PAM8 and portions of HDOS use an unusual address notation called "split octal" where 16-bit numbers are split into two 8-bit numbers printed in octal: the first location was "000.000" and the location after "000.377" was "001.000". In order to distinguish numbers in split-octal notation from 16-bit octal numbers, the two digit groups are often separated by a special symbol. Most mini- and micro-computers use either straight octal (377 was followed by 400) or hexadecimal.) With the introduction of the optional HA8-6 Z-80 processor replacement for the 8080 board, the front-panel keyboard got a new set of labels and hexadecimal notation replaced octal.

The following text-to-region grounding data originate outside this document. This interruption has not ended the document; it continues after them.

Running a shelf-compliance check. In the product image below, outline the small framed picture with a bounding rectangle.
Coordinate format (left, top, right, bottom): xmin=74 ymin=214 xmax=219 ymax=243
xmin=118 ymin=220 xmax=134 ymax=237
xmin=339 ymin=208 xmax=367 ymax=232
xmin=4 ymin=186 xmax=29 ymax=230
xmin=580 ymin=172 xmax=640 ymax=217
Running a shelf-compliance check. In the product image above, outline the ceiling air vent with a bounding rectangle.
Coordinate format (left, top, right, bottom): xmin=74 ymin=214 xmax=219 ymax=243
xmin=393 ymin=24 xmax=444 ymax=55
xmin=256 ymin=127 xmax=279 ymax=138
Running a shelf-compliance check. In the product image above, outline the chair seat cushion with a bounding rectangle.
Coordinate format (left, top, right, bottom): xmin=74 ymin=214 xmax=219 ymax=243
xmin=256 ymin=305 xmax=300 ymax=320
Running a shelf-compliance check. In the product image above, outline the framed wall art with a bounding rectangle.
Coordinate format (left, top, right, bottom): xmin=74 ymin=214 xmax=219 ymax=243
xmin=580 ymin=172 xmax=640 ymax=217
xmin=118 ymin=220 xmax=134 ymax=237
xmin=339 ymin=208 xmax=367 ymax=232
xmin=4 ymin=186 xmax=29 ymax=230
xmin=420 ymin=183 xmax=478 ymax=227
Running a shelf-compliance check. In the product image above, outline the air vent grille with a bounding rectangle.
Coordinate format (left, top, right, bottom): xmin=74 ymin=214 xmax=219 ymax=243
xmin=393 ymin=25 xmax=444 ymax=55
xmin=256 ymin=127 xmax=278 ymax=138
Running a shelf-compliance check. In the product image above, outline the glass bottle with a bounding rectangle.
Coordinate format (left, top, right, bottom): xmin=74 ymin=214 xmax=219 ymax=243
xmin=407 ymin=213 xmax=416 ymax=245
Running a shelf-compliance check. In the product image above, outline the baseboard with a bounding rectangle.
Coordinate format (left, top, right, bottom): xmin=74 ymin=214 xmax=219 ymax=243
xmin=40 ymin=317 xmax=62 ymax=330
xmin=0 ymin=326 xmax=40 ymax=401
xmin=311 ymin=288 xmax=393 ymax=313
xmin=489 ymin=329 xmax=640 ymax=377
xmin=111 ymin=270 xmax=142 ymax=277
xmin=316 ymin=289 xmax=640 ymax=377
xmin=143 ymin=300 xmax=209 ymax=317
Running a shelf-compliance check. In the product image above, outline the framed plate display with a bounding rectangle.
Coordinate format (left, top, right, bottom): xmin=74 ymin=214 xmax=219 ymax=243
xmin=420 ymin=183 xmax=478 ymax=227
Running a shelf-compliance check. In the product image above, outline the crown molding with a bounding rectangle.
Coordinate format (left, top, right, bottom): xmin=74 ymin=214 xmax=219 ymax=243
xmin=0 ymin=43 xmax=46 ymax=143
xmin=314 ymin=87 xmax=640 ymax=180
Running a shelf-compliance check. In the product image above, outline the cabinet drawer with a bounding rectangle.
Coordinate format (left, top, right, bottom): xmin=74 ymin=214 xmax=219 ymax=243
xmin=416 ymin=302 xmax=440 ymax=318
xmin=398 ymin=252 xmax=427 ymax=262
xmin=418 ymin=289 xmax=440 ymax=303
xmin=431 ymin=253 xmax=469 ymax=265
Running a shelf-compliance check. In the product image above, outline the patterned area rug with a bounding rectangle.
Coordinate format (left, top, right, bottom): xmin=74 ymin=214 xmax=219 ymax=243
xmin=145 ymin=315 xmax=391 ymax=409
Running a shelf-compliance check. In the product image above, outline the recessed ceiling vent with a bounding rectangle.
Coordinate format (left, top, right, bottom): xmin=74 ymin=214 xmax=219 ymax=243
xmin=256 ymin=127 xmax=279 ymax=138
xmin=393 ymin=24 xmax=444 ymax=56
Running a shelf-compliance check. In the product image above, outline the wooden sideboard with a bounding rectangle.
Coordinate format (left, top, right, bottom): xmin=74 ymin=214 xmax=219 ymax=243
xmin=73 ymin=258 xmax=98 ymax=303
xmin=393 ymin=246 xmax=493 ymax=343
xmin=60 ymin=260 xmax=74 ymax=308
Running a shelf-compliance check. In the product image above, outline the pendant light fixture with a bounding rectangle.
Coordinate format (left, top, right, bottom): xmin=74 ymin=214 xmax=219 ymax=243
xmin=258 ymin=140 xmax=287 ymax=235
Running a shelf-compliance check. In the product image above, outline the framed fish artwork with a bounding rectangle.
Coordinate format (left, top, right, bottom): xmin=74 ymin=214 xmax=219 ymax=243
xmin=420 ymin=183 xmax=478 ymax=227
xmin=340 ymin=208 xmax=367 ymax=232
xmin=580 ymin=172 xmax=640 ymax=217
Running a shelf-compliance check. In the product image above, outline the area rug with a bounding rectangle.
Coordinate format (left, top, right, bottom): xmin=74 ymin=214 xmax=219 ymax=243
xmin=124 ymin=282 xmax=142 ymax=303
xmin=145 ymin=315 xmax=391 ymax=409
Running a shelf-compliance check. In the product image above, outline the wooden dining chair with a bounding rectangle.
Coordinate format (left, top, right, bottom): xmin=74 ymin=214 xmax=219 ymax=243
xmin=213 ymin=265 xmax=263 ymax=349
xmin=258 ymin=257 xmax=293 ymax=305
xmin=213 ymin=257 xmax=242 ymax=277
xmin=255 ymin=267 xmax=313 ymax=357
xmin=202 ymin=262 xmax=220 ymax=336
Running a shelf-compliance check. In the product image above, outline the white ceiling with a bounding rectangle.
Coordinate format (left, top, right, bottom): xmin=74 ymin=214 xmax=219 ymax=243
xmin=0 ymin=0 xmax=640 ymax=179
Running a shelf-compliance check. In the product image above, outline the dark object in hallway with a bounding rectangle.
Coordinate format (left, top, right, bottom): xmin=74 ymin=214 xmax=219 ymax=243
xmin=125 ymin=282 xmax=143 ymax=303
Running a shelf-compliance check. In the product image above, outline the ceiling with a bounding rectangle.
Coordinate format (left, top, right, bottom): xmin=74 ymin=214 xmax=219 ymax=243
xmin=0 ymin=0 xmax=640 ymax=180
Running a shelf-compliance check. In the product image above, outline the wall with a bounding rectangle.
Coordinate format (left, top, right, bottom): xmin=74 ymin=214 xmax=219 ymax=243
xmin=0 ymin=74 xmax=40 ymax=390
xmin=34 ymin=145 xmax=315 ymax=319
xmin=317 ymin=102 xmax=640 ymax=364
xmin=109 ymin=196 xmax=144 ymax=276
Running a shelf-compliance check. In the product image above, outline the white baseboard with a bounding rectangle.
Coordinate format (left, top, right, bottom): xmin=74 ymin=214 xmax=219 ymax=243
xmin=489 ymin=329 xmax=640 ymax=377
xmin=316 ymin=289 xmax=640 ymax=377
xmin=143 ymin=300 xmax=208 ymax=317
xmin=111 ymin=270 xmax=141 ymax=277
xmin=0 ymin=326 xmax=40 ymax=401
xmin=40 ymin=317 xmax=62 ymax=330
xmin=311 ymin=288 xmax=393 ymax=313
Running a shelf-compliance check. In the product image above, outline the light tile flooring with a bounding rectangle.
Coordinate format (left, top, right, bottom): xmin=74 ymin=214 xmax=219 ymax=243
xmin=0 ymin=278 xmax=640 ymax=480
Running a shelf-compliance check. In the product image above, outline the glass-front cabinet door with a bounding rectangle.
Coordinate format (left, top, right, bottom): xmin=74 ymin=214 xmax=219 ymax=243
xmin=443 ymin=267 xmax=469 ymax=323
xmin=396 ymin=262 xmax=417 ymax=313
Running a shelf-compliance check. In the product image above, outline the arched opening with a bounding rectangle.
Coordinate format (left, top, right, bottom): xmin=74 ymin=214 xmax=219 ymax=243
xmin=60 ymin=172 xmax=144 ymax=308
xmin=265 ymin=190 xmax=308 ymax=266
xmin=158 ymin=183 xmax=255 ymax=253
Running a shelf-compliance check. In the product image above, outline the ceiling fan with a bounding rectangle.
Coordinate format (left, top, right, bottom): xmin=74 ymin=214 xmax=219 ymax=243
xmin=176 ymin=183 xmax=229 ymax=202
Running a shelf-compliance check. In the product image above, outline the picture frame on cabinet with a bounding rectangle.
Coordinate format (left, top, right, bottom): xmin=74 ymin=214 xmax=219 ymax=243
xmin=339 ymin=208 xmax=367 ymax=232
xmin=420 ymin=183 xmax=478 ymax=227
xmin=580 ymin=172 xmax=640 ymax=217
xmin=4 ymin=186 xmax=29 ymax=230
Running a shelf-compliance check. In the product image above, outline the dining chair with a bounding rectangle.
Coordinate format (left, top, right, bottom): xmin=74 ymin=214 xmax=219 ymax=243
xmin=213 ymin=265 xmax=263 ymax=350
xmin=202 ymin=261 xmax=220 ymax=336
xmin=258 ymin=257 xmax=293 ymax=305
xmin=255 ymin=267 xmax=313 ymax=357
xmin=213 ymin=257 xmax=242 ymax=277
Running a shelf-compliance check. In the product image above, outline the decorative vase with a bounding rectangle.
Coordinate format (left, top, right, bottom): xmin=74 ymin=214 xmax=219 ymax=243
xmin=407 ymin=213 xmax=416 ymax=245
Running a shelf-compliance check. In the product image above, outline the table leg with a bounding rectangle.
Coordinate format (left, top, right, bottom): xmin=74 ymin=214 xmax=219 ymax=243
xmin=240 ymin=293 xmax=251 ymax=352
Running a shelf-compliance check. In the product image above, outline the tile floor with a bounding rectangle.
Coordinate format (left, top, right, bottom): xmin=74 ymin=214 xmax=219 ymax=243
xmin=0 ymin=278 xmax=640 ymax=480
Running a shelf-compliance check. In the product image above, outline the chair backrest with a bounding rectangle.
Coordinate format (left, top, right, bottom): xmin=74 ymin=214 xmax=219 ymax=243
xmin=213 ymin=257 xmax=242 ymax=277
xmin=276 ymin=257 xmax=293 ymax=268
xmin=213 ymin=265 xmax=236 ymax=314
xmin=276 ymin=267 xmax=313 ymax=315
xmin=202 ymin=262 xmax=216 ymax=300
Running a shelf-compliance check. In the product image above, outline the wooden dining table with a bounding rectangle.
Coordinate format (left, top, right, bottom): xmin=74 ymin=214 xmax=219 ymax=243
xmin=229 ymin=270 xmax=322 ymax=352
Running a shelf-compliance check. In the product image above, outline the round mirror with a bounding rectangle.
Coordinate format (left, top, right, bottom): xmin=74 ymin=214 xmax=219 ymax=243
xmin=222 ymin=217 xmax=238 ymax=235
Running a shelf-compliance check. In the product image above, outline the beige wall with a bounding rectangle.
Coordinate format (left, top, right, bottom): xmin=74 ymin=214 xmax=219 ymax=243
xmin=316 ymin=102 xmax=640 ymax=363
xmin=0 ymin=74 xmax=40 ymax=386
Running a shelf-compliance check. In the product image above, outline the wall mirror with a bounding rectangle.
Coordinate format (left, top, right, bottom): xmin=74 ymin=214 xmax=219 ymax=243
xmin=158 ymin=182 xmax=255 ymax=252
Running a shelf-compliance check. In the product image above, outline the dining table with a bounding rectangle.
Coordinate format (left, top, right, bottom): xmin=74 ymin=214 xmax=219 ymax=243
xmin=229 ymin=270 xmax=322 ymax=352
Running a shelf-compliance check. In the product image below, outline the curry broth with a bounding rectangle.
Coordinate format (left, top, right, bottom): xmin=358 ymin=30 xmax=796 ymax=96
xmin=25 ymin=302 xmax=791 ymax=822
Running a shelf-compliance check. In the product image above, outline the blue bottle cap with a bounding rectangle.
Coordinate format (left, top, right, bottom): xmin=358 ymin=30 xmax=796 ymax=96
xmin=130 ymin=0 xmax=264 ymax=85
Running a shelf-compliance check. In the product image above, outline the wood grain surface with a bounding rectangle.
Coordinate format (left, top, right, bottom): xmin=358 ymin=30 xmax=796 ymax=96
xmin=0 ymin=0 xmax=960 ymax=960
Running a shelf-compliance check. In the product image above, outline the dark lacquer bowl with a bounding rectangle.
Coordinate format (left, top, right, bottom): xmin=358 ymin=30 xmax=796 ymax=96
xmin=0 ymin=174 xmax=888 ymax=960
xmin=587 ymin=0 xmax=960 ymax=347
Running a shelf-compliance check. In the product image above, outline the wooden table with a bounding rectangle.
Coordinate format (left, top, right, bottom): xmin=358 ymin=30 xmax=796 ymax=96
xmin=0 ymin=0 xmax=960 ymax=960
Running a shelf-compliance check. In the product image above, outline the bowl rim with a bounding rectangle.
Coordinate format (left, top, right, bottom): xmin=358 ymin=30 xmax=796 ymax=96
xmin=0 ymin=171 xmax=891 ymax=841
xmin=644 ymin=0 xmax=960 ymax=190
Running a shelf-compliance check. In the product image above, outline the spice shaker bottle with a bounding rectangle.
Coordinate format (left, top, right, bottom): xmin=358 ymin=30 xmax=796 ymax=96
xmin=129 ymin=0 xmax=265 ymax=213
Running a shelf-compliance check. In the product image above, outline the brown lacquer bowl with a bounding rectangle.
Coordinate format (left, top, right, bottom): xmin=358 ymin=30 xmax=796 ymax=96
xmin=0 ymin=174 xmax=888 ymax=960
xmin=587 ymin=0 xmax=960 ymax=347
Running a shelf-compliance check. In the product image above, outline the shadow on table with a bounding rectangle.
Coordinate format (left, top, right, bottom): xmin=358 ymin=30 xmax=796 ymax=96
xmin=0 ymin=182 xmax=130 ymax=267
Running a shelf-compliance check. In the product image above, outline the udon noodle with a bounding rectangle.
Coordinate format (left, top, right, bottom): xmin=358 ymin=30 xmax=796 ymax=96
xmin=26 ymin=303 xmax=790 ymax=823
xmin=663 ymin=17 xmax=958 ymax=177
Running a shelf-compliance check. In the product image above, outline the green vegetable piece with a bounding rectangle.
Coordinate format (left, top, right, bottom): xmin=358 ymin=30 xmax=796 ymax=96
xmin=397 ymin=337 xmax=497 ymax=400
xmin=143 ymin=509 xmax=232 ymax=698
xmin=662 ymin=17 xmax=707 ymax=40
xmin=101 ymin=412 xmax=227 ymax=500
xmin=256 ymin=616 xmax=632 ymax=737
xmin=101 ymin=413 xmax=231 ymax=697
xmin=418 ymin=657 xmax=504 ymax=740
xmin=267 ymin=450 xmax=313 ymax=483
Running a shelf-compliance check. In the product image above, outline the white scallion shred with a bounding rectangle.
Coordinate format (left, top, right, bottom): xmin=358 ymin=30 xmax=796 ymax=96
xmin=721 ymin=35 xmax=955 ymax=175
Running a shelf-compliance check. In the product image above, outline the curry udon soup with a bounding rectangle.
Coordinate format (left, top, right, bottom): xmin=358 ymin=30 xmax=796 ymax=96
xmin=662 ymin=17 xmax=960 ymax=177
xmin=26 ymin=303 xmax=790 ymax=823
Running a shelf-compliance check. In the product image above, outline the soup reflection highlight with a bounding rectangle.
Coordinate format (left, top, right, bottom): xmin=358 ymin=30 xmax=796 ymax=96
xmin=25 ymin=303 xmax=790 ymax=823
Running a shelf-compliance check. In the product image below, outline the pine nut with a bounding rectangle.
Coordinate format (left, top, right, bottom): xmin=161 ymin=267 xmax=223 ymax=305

Heath/Zenith ended H8 manufacturing in 1981 because its design did not comply with FCC Part 15 regulations.

== Benton Harbor Bus ==
The 50-pin Benton Harbor Bus was considered technically superior to the S-100 bus. The 50-pin bus of the H8 contains sixteen address lines, eight data lines, five interrupt lines, and the system control lines. Like the S-100 bus, it does not supply +5 V; each card is expected to have its own local +5 V regulator powered from "unregulated" +8 V on the bus.
 The bus is laid out to avoid the electrical problems of the S-100 system (like +8V and -16V being placed beside each other).

H8 engineers cited several reasons for not using the S-100 bus: The bus was glitchy and it would not have fit the cabinet. The Benton Harbor bus was less expensive and Heath did not want to encourage customers dissatisfied with "weird hardware accessories" to blame the company. Regardless of the reason, H8 customers became dissatisfied with not being able to use the many S-100 products; Heath attempted to compensate by releasing Benton Harbor Bus-compatible accessories. A Heath owner complained in 1983, however, that Heath/Zenith's prices were much higher than equivalents for other computers.

==Benton Harbor BASIC==

Heathkit also introduced their own dialect of the BASIC programming language. Two versions were available, Benton Harbor BASIC that supported the most basic commands and lacked string variables, and Extended Benton Harbor BASIC which required at least 24 kB of memory and added string variables, integer types, and commands for working directly with the floppy disk without having to exit to CP/M or the monitor. Modelled on Dartmouth BASIC, as opposed to popular later variations like HP Time-Shared BASIC or Microsoft BASIC, the language had a number of idiosyncrasies.